Applications of the pinhole effect in clinical vision science.

Autor: Kanclerz P; From the Helsinki Retina Research Group, University of Helsinki, Finland (Kanclerz); Department of Ophthalmology, Hygeia Clinic, Gdansk, Poland (Kanclerz); The David J. Apple International Laboratory for Ocular Pathology, Department of Ophthalmology, University of Heidelberg, Heidelberg, Germany (Khoramnia); Centre for Vision and Eye Research, Queensland University of Technology, Brisbane, Australia (Atchison)., Khoramnia R, Atchison D
Jazyk: angličtina
Zdroj: Journal of cataract and refractive surgery [J Cataract Refract Surg] 2024 Jan 01; Vol. 50 (1), pp. 84-94.

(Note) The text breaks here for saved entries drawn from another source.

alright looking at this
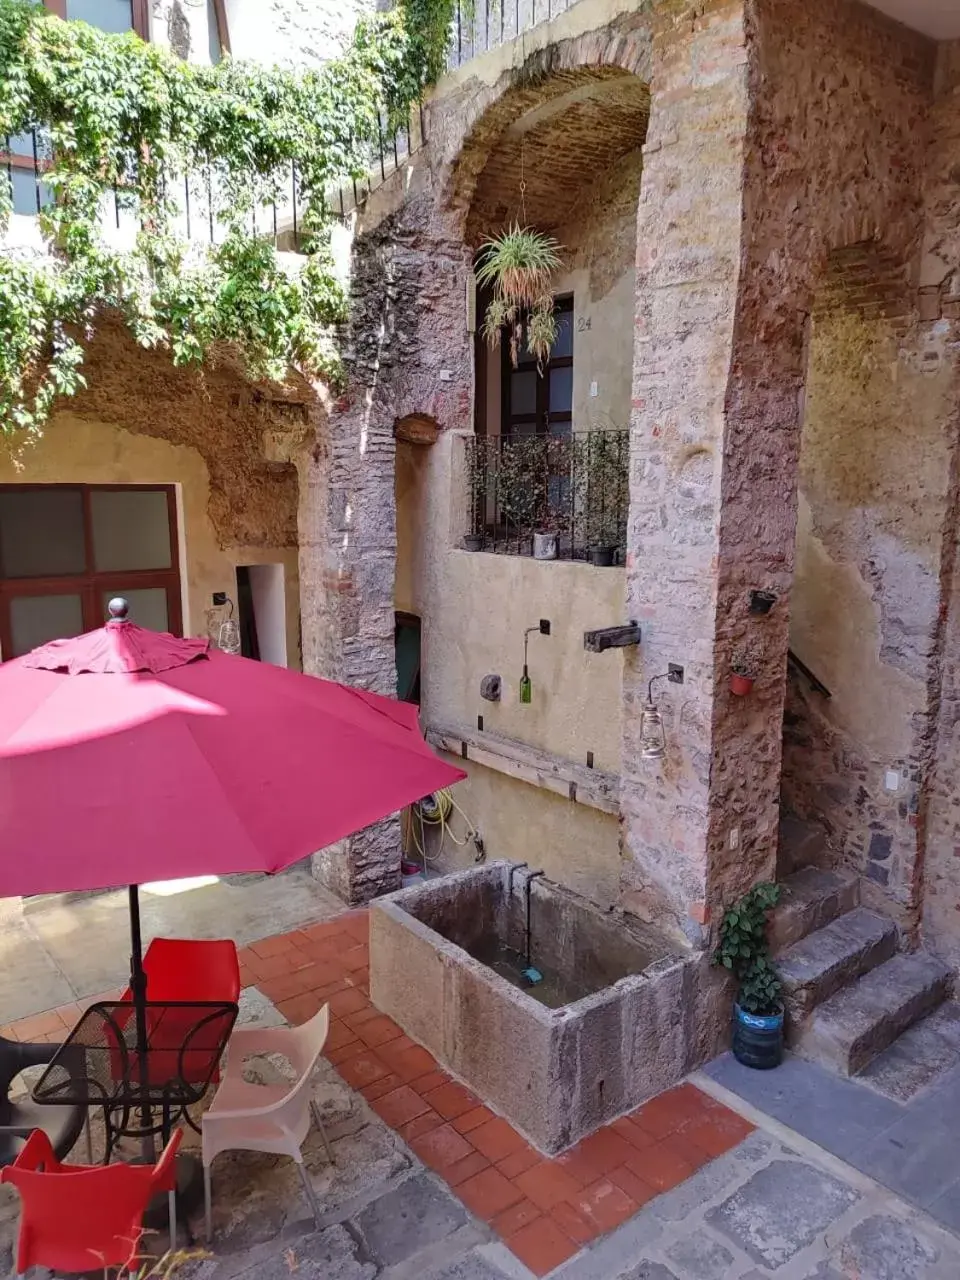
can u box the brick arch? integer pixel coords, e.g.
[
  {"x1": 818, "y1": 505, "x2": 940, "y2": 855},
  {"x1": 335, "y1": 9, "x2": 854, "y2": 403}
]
[{"x1": 443, "y1": 14, "x2": 653, "y2": 245}]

DOI: 10.1097/j.jcrs.0000000000001318
Abstrakt: The pinhole effect is commonly used to discriminate uncorrected refractive error from ocular diseases. A small aperture limits the width of light beams entering the eye, thus increasing the depth of focus. The pinhole effect has also been used in spectacles, contact lenses, corneal inlays, and intraocular lenses (IOLs) to improve reading by compensating for loss of accommodative function. Pinhole spectacles improve near visual acuity, but reduce reading speed, increase interblink interval, and decrease tear break-up time. For contact lenses and IOLs, pinhole devices are usually used in the nondominant eye, which allow compensation of various refractive errors and decrease spectacle dependence. Pinhole corneal inlays are implanted during laser in situ keratomileusis or as a separate procedure. Pinhole IOLs are gaining popularity, particularly as they do not bring a risk of a local inflammatory reaction as corneal inlays do. Disadvantages of using the pinhole effect include high susceptibility to decentration, decrease in retinal luminance levels, and difficulties in performing fundus examinations or surgery in eyes with implanted devices. There are also concerns regarding perceptive issues with different retinal illuminances in the 2 eyes (the Pulfrich effect).
Competing Interests: Disclosures: P. Kanclerz reports grants from Alcon Laboratories, Inc. and Carl Zeiss Meditec AG, non-financial support from Optopol Technology SA. R. Khoramnia reports grants, personal fees, and non-financial support from Alimera, Alcon Laboratories, Inc., Bayer Healthcare AG, Johnson & Johnson Vision, Hoya Surgical Optics GmbH, Novartis Corp., Physiol S.A., Rayner Intraocular Lenses Ltd., Roche Innovatis AG, personal fees, and non-financial support from Allergan, Inc., Kowa Optimed Deutschland GmbH, Ophtec BV, Oculentis GmbH/Teleon, Santen GmbH, and Acufocus, Inc., outside the submitted work. D. Atchison reports support from Coopervision, Inc. The authors report no conflicts of interest and have no proprietary interest in any of the materials mentioned in this article.